The fractious mental jumble that globalization gives rise to is shown in curious juxtapositions throughout the film. African pilgrims film each other praying at shrines in Nazareth and a New York cab driver gives Suleiman a free ride because he loves “Carafat” (a mispronunciation of Arafat).
Global current of dispossession
Suleiman is not the first to take up the interconnected, disjunctive world of a 21st-century privileged wanderer. But his Palestinianness, the fact that his homeland is being distanced from him, systematically and brutally, adds a greater potency to what has become a familiar trope.
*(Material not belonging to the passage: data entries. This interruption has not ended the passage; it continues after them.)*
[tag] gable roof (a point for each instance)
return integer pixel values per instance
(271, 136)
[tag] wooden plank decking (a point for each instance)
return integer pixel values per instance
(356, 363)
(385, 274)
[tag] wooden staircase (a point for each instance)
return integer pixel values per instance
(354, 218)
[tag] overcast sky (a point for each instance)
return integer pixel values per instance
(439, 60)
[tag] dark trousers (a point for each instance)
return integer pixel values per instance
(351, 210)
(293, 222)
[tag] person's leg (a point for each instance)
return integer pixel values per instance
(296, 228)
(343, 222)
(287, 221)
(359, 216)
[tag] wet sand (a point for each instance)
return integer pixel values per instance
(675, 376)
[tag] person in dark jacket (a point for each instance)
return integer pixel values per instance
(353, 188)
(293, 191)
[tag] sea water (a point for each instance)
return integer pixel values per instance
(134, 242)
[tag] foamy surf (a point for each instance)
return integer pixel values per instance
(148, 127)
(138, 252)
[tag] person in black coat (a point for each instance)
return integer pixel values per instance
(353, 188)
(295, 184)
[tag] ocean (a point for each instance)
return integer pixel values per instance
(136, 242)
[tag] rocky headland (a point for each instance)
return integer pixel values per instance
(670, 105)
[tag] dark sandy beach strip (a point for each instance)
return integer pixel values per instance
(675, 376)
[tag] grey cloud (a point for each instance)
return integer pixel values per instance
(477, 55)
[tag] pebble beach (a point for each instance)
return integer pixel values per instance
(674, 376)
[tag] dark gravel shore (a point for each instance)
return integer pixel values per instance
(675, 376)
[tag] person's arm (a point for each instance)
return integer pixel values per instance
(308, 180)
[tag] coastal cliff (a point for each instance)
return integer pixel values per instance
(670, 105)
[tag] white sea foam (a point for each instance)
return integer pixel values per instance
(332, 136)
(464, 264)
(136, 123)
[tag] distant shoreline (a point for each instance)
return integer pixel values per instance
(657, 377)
Palestinians appear as forerunners in a global current of dispossession, suffering not just politically but personally as a result.
In Paris, Suleiman meets with a producer wearing a T-shirt adorned with a carton of french fries reading “TELL ME.” The producer rejects Suleiman’s film concept because it is just not Palestinian enough to comply with their editorial policy.
Here, the demand placed on artists to universalize and humanize the particularities of their cultural experiences is thrown back at Suleiman. For the problem is, the producer explains, “the events in this film could take place anywhere, even here!” The producer, getting no response, asks Suleiman, “Did you get it?”
Yes, even here, Suleiman seems to say as he directs the camera to hone in on people across the globe whose lives seem held together by their dependence on booze and cigarettes. Signs of community, noticeability and harmony among people are the precarious manifestations of inebriated jubilation, barely concealing the violence and bitterness that is ready to burst forth.
Only the state’s apparatus, and catwalk models on screens, move with confidence, order, purpose; all else is unsteady, messy, isolated. In his Paris room arranged with obsessive neatness, Suleiman gives water to a sparrow that befriends him. But when the bird gets too needy, it is too much of an attachment for this protagonist to bear and he shows it to the window.
Selma Dabbagh is a British-Palestinian writer of fiction.